A structure-guided phylogenetic analysis performed on hmm search hits for the putative yaravirus MCP protein among 235 reference genome sequences (from members of the phylum Nucleocytoviricota plus contigs of three endemic viruses of Pleurochrysis) and using hidden Markov models. The alignments were made using the tool Expresso, implemented the software T-Coffee using PDB structure files. Phylogenetic trees were constructed using the software IQ-Tree (v1.6.12; ref 7) with the LG+F+R8 model based on the built-in model select feature [8] and 1,000 ultrafast bootstrap replicates [9]. Yaravirus is highlighted in blue, and branch support is shown as coloured circles.

Conclusion

Yaravirus is a novel amoebal virus whose genome is mostly composed of ORFans. Although some of its genes show similarity to sequences already available in databases, the relationships are distant. In addition, yaravirus possesses other features that distinguish it from previously isolated viruses of amoebae. Its virion is about 80 nm in diameter, and its genome, with a size of ~45 kbp, contains 74 ORFs.
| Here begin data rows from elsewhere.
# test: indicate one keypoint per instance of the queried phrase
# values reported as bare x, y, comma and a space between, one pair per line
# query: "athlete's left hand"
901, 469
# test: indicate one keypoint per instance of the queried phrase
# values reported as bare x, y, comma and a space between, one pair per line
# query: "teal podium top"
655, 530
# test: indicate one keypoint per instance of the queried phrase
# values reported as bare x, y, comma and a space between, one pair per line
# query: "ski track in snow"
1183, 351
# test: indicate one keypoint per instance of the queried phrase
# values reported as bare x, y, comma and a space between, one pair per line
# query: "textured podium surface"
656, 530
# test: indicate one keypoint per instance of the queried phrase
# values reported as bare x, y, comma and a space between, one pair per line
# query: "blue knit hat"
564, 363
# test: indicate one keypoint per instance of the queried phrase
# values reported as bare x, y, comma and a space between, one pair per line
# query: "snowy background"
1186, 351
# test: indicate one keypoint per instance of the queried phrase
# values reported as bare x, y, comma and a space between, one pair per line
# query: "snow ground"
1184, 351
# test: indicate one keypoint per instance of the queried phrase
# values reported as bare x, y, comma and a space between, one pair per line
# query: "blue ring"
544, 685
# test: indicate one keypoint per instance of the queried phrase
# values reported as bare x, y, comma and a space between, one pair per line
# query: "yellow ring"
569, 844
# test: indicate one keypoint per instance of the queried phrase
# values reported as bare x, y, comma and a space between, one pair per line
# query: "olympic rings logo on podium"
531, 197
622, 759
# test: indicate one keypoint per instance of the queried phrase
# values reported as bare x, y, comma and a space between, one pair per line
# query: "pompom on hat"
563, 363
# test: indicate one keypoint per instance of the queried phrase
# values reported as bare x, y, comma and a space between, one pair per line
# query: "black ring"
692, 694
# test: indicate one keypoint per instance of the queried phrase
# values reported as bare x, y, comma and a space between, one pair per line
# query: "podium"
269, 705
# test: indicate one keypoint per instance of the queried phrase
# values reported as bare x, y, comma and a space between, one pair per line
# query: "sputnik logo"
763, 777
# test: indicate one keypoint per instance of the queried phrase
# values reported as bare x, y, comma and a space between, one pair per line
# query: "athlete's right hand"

Together, these data support the creation of a new species for which we propose the name “Yaravirus brasiliense”, a new viral genus (here proposed as “Yaravirus”), and a new viral family (here proposed as “Yaraviridae”), in which yaravirus and other related viruses can be properly classified. The presence of a major capsid protein containing a double jelly-roll fold would warrant the inclusion of this virus in the existing realm Varidnaviria and the kingdom Bamfordvirae. A formal taxonomic proposal has been prepared and submitted to the ICTV and is currently under consideration and awaiting a ratification vote.